神殺しのクロノスタシス〜外伝集〜

マシュリと言い、こいつと言い、人外の生き物はやけに自分の命を軽く見る。

…ムカつく。

腹が立ったから、俺はクロティルダの足をげしっ、と踏みつけてやった。

「…何故蹴る?」

「うるせぇ」

お前がつまんねぇこと言うからだ。

次同じこと言ったら、両足踏んでやるから覚えてろ。

「…で、話を戻しますけど」

と、ルイーシュ。

「これどうしたんですか?」

ぐつぐつ煮えたぎる鍋の中を指差して、そう尋ねた。

…それを聞かれると、非常に答えづらいんだが。

「川に行って、獲ってきたんだよ」

俺の代わりに、ベリクリーデが答えてくれた。

「いっぱい獲れたんだよ。ザリガニ」

「…で、これ食べるんですか?」

「え、食べないの?」

「…成程」

…ごめんな、ルイーシュ。 

お前の言いたいことは痛いほどよく分かるんだが。

ベリクリーデと来たら、草むらで見つけたトノサマバッタでさえ、食糧とみなして口の中に入れるようなヤツだから。

今回は、かろうじてまだ茹でてから食べようとしてるから。

それだけでも進歩だと思ってくれ。

「…大丈夫だ。
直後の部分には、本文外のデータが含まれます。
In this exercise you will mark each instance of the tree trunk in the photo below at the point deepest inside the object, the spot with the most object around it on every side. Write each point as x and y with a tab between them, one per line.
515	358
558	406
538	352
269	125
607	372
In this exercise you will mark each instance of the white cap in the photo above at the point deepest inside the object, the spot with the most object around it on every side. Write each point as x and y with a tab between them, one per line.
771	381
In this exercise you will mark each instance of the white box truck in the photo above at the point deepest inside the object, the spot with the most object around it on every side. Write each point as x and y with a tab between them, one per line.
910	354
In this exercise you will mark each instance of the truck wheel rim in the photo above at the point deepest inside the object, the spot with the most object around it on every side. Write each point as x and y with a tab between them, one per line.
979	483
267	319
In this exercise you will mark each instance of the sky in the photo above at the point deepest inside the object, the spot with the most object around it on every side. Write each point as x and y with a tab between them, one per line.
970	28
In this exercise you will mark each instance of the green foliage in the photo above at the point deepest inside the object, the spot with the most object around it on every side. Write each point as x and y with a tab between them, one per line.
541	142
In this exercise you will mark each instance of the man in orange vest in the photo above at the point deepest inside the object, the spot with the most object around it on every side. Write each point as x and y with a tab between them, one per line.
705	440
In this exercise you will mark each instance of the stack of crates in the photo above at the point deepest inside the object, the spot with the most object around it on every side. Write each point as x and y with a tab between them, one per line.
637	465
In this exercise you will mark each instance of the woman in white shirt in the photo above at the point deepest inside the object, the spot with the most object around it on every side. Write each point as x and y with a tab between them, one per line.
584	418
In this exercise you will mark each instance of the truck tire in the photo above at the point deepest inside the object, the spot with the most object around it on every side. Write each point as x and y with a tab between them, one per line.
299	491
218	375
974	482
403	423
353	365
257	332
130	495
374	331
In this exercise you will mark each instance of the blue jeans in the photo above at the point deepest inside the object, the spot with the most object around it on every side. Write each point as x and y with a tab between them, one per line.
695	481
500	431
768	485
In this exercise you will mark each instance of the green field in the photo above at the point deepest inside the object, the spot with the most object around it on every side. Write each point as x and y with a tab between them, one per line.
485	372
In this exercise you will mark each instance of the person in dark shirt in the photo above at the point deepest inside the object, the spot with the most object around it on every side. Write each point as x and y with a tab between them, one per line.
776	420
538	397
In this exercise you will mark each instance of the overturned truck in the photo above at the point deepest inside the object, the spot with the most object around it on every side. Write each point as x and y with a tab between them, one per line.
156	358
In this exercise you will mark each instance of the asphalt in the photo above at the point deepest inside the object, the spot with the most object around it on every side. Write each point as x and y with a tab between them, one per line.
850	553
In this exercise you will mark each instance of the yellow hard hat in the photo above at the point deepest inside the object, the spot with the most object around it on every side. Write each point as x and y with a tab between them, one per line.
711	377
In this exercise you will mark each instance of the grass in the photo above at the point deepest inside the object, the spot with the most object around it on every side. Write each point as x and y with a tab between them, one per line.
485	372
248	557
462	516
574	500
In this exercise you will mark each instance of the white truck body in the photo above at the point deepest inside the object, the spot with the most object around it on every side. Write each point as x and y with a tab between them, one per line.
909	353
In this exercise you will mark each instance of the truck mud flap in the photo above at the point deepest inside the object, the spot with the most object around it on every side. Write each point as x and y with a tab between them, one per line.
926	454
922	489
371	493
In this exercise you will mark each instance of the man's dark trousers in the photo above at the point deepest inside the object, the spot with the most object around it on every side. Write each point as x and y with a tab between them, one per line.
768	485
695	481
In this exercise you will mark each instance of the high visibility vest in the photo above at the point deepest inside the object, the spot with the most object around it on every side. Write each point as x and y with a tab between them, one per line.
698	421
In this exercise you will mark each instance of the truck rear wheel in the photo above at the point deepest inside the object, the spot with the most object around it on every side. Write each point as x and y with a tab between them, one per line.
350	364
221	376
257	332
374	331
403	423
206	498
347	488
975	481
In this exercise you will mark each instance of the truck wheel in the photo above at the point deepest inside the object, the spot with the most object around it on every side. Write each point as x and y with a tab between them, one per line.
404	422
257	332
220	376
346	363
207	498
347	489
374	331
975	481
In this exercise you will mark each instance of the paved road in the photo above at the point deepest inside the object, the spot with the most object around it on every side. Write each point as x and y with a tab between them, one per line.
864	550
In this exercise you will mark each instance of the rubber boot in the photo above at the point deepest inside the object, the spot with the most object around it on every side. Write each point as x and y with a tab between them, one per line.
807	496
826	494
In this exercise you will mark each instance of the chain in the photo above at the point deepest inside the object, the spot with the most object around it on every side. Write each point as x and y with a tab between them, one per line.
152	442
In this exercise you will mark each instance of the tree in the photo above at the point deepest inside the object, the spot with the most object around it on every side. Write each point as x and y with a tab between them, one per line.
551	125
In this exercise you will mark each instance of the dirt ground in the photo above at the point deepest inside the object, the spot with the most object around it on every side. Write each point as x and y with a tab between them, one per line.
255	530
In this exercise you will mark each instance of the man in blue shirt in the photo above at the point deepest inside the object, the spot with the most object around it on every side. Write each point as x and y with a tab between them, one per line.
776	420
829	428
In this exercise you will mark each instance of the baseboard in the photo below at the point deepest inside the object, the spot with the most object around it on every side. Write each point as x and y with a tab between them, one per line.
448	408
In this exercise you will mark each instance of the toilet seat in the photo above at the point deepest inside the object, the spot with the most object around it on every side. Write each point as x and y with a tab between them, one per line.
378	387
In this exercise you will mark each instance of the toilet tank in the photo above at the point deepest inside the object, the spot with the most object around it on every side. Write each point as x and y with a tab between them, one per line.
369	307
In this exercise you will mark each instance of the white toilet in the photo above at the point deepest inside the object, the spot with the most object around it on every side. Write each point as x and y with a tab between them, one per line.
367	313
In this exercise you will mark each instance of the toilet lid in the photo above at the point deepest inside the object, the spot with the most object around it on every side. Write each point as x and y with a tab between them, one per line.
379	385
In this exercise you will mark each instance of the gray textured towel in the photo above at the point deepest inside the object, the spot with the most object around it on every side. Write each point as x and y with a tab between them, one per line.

しっかり茹でてるから、寄生虫の心配はない」

「…それでもぶっちゃけキモいけど」

そうか。

「まー、でもザリガニって、元々は食用なんだっけ?」

「エビとカニの中間みたいな味がする、って聞いたことありますね」

そうなんだよ。

見た目はアレなんだが、味は結構イケるんだ。

塩茹でするだけでも美味い。

「…どうだ。一緒に食べて行くか?」

「美味しいよ、ザリガニさん」

「何ならアユもいるぞ」

俺、ベリクリーデ、クロティルダの順に言うと。

キュレムとルイーシュは、互いに顔を見合わせ。

「…。…これも何かの縁だ。付き合ってやろうじゃないの。人生初、ザリガニ」

「そうですね。先にキュレムさんが食べてから、俺も食べてみますよ」

「おい。俺を毒見役に使おうとするな」

あ、そう。

それじゃ、折角だし一緒に食べてってもらうとするか。